After unpacking my Russian nesting doll of doubts, I abandoned my mission and moved to Chicago a weeks later in the fall of 2007; in doing so leaving my faith all but dead and drowned in the Pacific Ocean. Here in this city I’ve turned the page to…well, something else. In nine years here, I haven’t offered up a single prayer nor joined another congregation and I’ve barely exchanged a word with any of my former brothers and sisters beyond a few scattered Facebook comments. I’ve generally considered this a positive thing. I’ve adopted a life that probably looks like yours, more epicurean; focused more on my own individual needs. I seek love, art, knowledge grounded in rationality and science than in ridiculous ancient myths about demons and angels and virgin births. And in many ways, I’m more comfortable with the uncertainty that creeps up about my beliefs, or lack thereof, because it feels like there’s less at stake. If there’s no heaven, no hell, no eternity at stake—does it really matter? And yet. Am I happier? I’m not sure.
And yet….My heart dropped as I watched the end of The Christians unfold. Sure, I knew what was coming and known vaguely what kind of ending to expect. I’d heard Ira Glass narrate Pearson’s pain of coldly being turned away by countless number of people he loved simply because he changed his mind about the concept of Hell. It was nonetheless wrenching to see it play out on stage in front of me—to witness Pastor Paul’s world literally shrink before our eyes as his associate pastors, his most loyal members, and eventually his wife leave his side. The play ends with a bright spotlight that narrows and focuses exclusively on Paul. He’s almost certainly right about the nature of Hell but the truth has left him sitting alone in the dark with no one to turn to.

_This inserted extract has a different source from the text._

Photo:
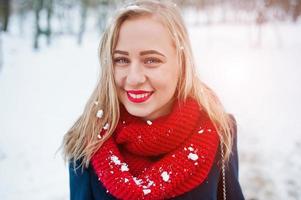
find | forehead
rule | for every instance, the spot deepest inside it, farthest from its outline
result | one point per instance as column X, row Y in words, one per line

And so a terrifying thought crossed my mind as I shuffled out of Steppenwolf Theater in a daze—alone and in the dark but for a cold street light on Halsted Street shining on me from above. The defining and oft-misunderstood paradox of Christianity is that the secret of happiness lies in renouncing your own right to be happy and surrendering yourself to others; to the eternally mysterious Other. What if—like Paul—I’m in a proverbial hell on earth I created because I refuse to renounce my own right to believe in the literal version.